Defining quantitative goals for reactor safety may have a large impact on both the analysis burden and on requirements for safety improvements at nuclear power plants. It is therefore of great importance that these goals are effective and soundly based, that they can be effectively and unambiguously applied, and that they can be accepted and understood by all parties concerned (analysts, decision makers, the public, etc.). In connection with this, a number of specific issues related to the definition and use of safety goals will also be discussed.

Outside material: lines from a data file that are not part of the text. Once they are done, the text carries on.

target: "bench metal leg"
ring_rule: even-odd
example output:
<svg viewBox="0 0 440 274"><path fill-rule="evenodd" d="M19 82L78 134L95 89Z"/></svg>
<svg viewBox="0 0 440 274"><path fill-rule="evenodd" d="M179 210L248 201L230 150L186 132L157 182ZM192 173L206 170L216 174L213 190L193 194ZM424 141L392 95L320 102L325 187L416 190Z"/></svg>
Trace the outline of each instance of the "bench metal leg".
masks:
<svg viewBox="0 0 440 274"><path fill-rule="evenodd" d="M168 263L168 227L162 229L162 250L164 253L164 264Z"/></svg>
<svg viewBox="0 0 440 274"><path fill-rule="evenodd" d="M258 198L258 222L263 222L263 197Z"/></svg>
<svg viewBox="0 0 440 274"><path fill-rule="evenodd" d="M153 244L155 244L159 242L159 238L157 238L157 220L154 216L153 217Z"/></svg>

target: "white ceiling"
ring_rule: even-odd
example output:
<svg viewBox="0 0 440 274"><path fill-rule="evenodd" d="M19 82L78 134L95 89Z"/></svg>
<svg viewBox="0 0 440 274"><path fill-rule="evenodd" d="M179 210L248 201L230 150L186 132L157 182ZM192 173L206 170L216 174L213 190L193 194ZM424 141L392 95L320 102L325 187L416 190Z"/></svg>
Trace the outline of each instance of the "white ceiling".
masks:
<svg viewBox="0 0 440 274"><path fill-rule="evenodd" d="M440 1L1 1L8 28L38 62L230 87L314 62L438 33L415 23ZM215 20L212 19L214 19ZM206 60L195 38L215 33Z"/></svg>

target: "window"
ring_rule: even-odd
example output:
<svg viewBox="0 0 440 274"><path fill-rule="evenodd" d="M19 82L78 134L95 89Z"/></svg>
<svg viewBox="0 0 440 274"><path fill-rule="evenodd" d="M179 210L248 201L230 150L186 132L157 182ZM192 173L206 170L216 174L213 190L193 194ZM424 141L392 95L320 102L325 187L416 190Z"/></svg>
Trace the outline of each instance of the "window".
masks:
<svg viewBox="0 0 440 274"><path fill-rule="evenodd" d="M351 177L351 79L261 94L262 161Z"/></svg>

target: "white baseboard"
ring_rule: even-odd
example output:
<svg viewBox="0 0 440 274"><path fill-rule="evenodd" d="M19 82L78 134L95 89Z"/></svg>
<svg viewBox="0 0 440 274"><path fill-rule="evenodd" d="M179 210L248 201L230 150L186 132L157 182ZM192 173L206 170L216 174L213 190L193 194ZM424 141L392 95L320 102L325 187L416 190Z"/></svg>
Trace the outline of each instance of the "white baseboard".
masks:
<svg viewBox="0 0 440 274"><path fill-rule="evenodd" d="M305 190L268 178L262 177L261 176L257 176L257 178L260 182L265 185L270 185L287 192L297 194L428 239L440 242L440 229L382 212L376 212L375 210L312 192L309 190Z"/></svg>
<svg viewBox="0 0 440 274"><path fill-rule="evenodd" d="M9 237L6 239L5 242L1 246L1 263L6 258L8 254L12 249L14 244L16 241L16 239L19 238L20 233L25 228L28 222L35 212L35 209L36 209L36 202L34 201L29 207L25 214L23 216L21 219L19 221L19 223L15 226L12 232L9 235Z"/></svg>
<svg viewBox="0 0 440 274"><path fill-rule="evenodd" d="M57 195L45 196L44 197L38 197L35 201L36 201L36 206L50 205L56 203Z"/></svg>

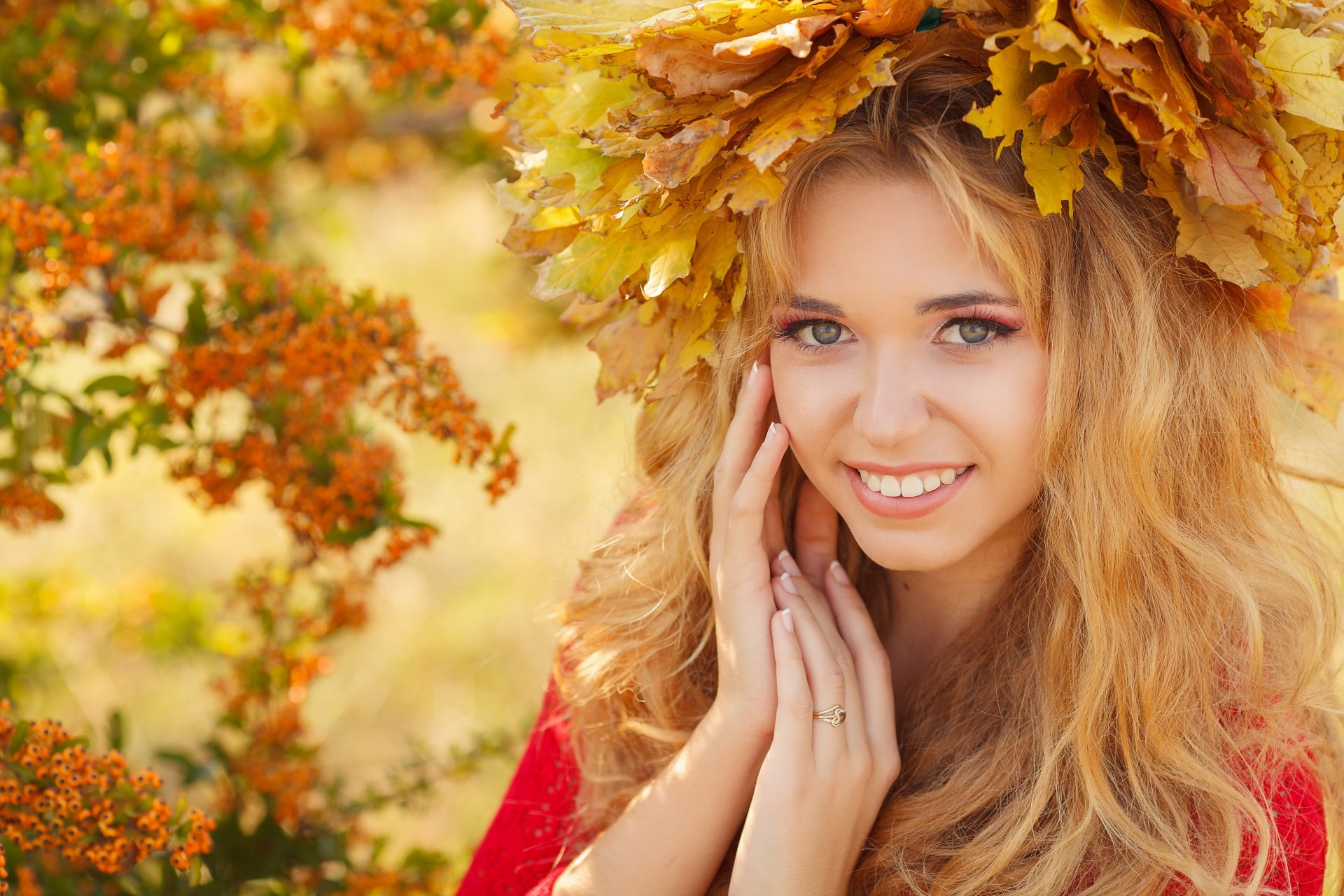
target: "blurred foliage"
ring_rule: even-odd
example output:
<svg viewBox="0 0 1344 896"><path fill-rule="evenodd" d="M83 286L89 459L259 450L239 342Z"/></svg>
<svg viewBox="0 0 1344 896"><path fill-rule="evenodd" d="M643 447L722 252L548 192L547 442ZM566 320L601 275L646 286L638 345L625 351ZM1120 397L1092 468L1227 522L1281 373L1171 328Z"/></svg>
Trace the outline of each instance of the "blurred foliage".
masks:
<svg viewBox="0 0 1344 896"><path fill-rule="evenodd" d="M429 893L465 858L392 860L362 817L515 755L531 719L446 758L415 748L353 794L302 707L371 576L437 535L402 512L374 418L450 443L492 504L516 482L512 426L480 419L405 298L278 258L276 196L296 160L329 180L426 159L503 172L489 110L515 54L484 0L0 0L0 523L60 520L50 486L129 439L203 506L255 484L290 536L218 600L148 598L148 652L219 650L216 614L246 631L222 650L211 736L157 754L210 815L167 810L153 771L118 778L120 716L95 759L55 721L0 720L0 877L19 892ZM95 367L78 388L47 375L71 352ZM59 611L40 595L9 588L0 615L40 625ZM5 692L42 666L40 639L8 641Z"/></svg>

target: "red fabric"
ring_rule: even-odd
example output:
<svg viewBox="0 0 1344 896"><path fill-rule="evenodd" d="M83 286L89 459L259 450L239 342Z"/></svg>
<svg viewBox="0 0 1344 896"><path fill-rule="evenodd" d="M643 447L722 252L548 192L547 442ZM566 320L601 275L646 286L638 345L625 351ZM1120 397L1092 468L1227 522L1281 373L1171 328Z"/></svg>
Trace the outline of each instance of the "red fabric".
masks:
<svg viewBox="0 0 1344 896"><path fill-rule="evenodd" d="M573 860L564 838L571 830L578 778L569 728L555 717L559 707L555 680L548 678L527 750L457 896L551 896L555 879ZM1294 766L1274 789L1271 806L1288 856L1279 868L1271 860L1266 885L1296 896L1322 896L1325 811L1320 783ZM1254 840L1247 836L1243 876L1254 860ZM1169 892L1180 889L1173 884Z"/></svg>
<svg viewBox="0 0 1344 896"><path fill-rule="evenodd" d="M559 707L555 678L548 677L523 759L457 896L551 896L555 879L573 858L563 853L578 768L567 723L555 715Z"/></svg>

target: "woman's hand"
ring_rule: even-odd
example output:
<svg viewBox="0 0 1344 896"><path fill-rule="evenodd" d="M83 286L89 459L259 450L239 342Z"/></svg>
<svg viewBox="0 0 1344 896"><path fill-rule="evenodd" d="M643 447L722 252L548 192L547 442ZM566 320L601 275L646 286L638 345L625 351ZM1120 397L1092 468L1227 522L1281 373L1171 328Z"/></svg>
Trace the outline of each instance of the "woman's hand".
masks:
<svg viewBox="0 0 1344 896"><path fill-rule="evenodd" d="M738 394L714 467L710 592L719 656L716 708L754 735L763 751L775 720L774 596L770 557L784 548L775 476L789 447L782 423L767 423L774 384L758 360Z"/></svg>
<svg viewBox="0 0 1344 896"><path fill-rule="evenodd" d="M781 564L792 559L785 555ZM784 572L771 587L781 607L770 618L774 740L757 776L728 892L840 896L900 772L891 665L839 563L823 578L825 600L802 575ZM813 610L823 604L829 613ZM836 704L847 713L839 727L812 717Z"/></svg>

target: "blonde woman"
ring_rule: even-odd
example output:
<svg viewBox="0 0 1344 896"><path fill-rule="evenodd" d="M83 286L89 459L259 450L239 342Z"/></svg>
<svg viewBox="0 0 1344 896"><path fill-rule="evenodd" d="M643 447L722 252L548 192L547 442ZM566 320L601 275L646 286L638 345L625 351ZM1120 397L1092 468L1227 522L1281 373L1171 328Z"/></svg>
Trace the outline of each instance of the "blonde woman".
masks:
<svg viewBox="0 0 1344 896"><path fill-rule="evenodd" d="M1133 145L1071 215L911 54L747 218L462 896L1322 893L1337 545Z"/></svg>

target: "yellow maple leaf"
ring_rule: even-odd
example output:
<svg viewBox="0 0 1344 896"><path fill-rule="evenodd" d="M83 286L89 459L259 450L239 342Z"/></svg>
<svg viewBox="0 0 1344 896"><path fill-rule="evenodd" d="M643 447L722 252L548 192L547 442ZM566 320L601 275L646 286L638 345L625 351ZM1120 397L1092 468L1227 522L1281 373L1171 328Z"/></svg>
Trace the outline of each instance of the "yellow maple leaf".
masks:
<svg viewBox="0 0 1344 896"><path fill-rule="evenodd" d="M649 247L649 277L642 287L646 297L661 296L672 281L691 273L691 255L703 220L699 215L691 216Z"/></svg>
<svg viewBox="0 0 1344 896"><path fill-rule="evenodd" d="M1261 171L1265 146L1226 125L1202 128L1199 138L1208 152L1185 165L1199 192L1224 206L1258 206L1267 215L1284 214L1284 203Z"/></svg>
<svg viewBox="0 0 1344 896"><path fill-rule="evenodd" d="M1036 193L1042 215L1063 211L1063 204L1083 187L1082 150L1043 140L1042 122L1032 121L1021 136L1021 163L1027 183ZM1073 204L1070 204L1073 214Z"/></svg>
<svg viewBox="0 0 1344 896"><path fill-rule="evenodd" d="M644 153L644 173L664 187L676 187L708 165L728 142L730 125L702 118Z"/></svg>
<svg viewBox="0 0 1344 896"><path fill-rule="evenodd" d="M1269 262L1249 232L1254 223L1245 211L1200 201L1196 214L1177 223L1176 254L1198 258L1239 286L1258 286L1269 279Z"/></svg>
<svg viewBox="0 0 1344 896"><path fill-rule="evenodd" d="M1344 128L1344 79L1337 71L1344 36L1306 36L1296 28L1269 28L1255 51L1284 89L1284 109L1327 128Z"/></svg>
<svg viewBox="0 0 1344 896"><path fill-rule="evenodd" d="M598 301L620 289L644 265L648 243L638 228L606 234L581 232L563 251L547 259L546 297L554 292L583 293Z"/></svg>
<svg viewBox="0 0 1344 896"><path fill-rule="evenodd" d="M1040 64L1032 69L1027 50L1013 43L989 56L989 82L997 95L988 106L972 109L966 121L980 128L985 137L1003 137L996 156L1012 145L1017 133L1031 124L1035 114L1027 97L1036 87L1054 78L1052 66Z"/></svg>

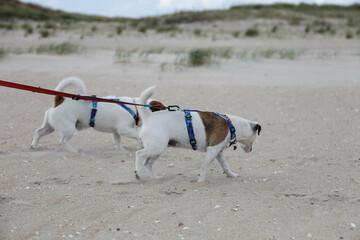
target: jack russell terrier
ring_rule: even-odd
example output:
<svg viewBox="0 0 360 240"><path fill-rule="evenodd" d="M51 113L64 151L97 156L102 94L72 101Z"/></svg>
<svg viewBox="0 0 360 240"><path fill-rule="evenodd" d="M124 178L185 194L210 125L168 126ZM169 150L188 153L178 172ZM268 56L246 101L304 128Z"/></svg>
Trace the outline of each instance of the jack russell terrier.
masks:
<svg viewBox="0 0 360 240"><path fill-rule="evenodd" d="M64 91L69 86L75 86L81 95L86 94L84 82L76 77L63 79L55 88L56 91ZM139 103L139 98L112 96L107 99L117 99L121 102ZM148 100L150 105L162 105L156 100ZM163 106L163 105L162 105ZM159 108L151 108L151 111L158 111ZM137 107L133 105L95 102L95 101L74 101L69 98L55 96L54 107L45 112L43 124L35 131L31 148L38 147L41 137L54 131L61 134L60 143L66 150L77 153L78 150L69 143L75 130L82 130L93 127L97 131L113 134L116 149L124 150L120 145L121 136L139 140L139 134L135 130L136 125L141 124L137 114Z"/></svg>
<svg viewBox="0 0 360 240"><path fill-rule="evenodd" d="M144 104L153 95L154 89L155 86L146 89L140 96L140 103ZM143 121L139 136L144 149L136 151L137 179L140 178L142 164L152 179L160 178L156 176L152 167L167 146L206 152L199 182L205 180L208 168L215 158L228 177L236 177L238 174L231 171L223 151L232 143L239 142L245 152L251 152L256 134L260 134L261 131L261 126L257 122L230 114L191 110L151 113L146 108L139 108L139 114Z"/></svg>

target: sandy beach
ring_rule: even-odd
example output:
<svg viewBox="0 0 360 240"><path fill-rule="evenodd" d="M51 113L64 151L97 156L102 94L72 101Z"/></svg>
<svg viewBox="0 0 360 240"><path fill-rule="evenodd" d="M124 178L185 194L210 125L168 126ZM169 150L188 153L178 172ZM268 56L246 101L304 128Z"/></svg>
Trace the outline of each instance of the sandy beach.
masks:
<svg viewBox="0 0 360 240"><path fill-rule="evenodd" d="M262 132L251 153L225 152L237 178L214 162L198 183L205 154L168 148L154 165L163 178L136 180L141 146L133 139L123 138L128 151L119 152L111 134L87 129L71 139L80 150L73 154L55 132L31 150L53 97L0 87L0 239L360 239L358 38L79 35L3 31L4 48L68 41L85 50L8 54L0 79L54 89L77 76L98 96L136 97L156 85L154 97L166 105L238 115L258 121ZM230 47L238 57L174 64L175 51L197 47ZM117 61L118 48L137 50ZM163 50L141 56L153 48ZM266 49L300 56L254 57Z"/></svg>

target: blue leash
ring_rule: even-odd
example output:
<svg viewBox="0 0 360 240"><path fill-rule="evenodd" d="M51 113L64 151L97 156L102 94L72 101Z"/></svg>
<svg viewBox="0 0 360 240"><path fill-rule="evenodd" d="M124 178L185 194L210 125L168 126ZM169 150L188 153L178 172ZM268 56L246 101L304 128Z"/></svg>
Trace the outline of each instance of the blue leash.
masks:
<svg viewBox="0 0 360 240"><path fill-rule="evenodd" d="M92 95L92 97L96 97L96 95ZM90 115L90 127L95 127L95 116L96 116L96 112L97 112L97 102L96 101L92 101L93 103L93 108L91 109L91 115Z"/></svg>
<svg viewBox="0 0 360 240"><path fill-rule="evenodd" d="M192 126L192 116L191 116L190 111L192 111L192 110L184 109L186 128L188 130L190 144L191 144L192 148L194 150L196 150L197 149L197 147L196 147L196 139L195 139L195 134L194 134L194 128Z"/></svg>

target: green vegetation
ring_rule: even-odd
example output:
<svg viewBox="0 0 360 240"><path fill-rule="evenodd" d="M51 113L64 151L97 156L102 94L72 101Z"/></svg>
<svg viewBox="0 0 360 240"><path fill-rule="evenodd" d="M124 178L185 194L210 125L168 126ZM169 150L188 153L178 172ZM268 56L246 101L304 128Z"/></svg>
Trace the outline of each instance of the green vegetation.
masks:
<svg viewBox="0 0 360 240"><path fill-rule="evenodd" d="M40 30L39 33L40 33L40 36L42 38L47 38L50 35L50 32L48 30L45 30L45 29Z"/></svg>
<svg viewBox="0 0 360 240"><path fill-rule="evenodd" d="M121 33L124 31L123 26L117 26L116 27L116 34L121 35Z"/></svg>
<svg viewBox="0 0 360 240"><path fill-rule="evenodd" d="M176 25L165 25L165 26L159 26L156 28L156 31L161 32L182 32L181 28L179 28Z"/></svg>
<svg viewBox="0 0 360 240"><path fill-rule="evenodd" d="M64 42L60 44L47 44L40 45L35 49L37 54L55 54L55 55L69 55L79 52L80 47L78 45ZM30 52L32 51L29 50Z"/></svg>
<svg viewBox="0 0 360 240"><path fill-rule="evenodd" d="M211 49L195 49L189 52L188 64L195 67L209 64L211 61L211 57Z"/></svg>
<svg viewBox="0 0 360 240"><path fill-rule="evenodd" d="M231 34L233 35L234 38L238 38L240 35L240 31L233 31Z"/></svg>
<svg viewBox="0 0 360 240"><path fill-rule="evenodd" d="M245 36L247 37L256 37L258 35L259 35L259 30L257 30L256 28L249 28L245 32Z"/></svg>
<svg viewBox="0 0 360 240"><path fill-rule="evenodd" d="M347 39L350 39L350 38L353 38L354 35L353 35L353 33L352 33L350 30L347 30L345 37L346 37Z"/></svg>
<svg viewBox="0 0 360 240"><path fill-rule="evenodd" d="M34 32L32 26L28 23L24 23L22 26L21 26L22 29L24 29L25 31L25 36L29 35L29 34L32 34Z"/></svg>
<svg viewBox="0 0 360 240"><path fill-rule="evenodd" d="M217 63L219 59L229 59L233 55L231 48L198 48L188 53L187 65L192 67Z"/></svg>

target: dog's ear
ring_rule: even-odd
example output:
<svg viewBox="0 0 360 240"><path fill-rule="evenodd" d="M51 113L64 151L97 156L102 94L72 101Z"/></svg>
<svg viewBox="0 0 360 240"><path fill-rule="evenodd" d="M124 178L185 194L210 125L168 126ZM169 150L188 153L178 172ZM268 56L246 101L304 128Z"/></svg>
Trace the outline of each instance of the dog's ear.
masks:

Issues, which may become involved in the project, include:

• Reasons for developing safety goals.

• Identification of conditions where safety goals can (and should) be applied.

• Definition of subject of safety goal, i.e., what exactly is meant by “core damage”, “large release”, etc.

• The background to the safety goals developed nationally (Sweden/Finland) and internationally.

• The organizations involved in defining the goals, and the process involved in the formulation of the goals.

• The basis for defining the actual numerical levels used in the safety goals (population risks, etc.)

• Relation of safety goals used for nuclear power plants to safety goals used for other man-made risks.

• The relationship between safety goals defined for level 1 PSA (CDF) and for level 2 PSA (release frequencies)

• Use of the safety goals on results from PSA:s with differing scopes

• Effects on the use of safety goals arising from major PSA uncertainties, including uncertainties related to completeness and the state of knowledge.

The project work was initiated in late 2005, and will be performed mainly during 2006. The paper describes in some detail the background to the initiation of the project, its contents and aims, and also gives some initial comments on the issues related to the use and interpretation of safety goals and on the applicability of safety goals for decision making.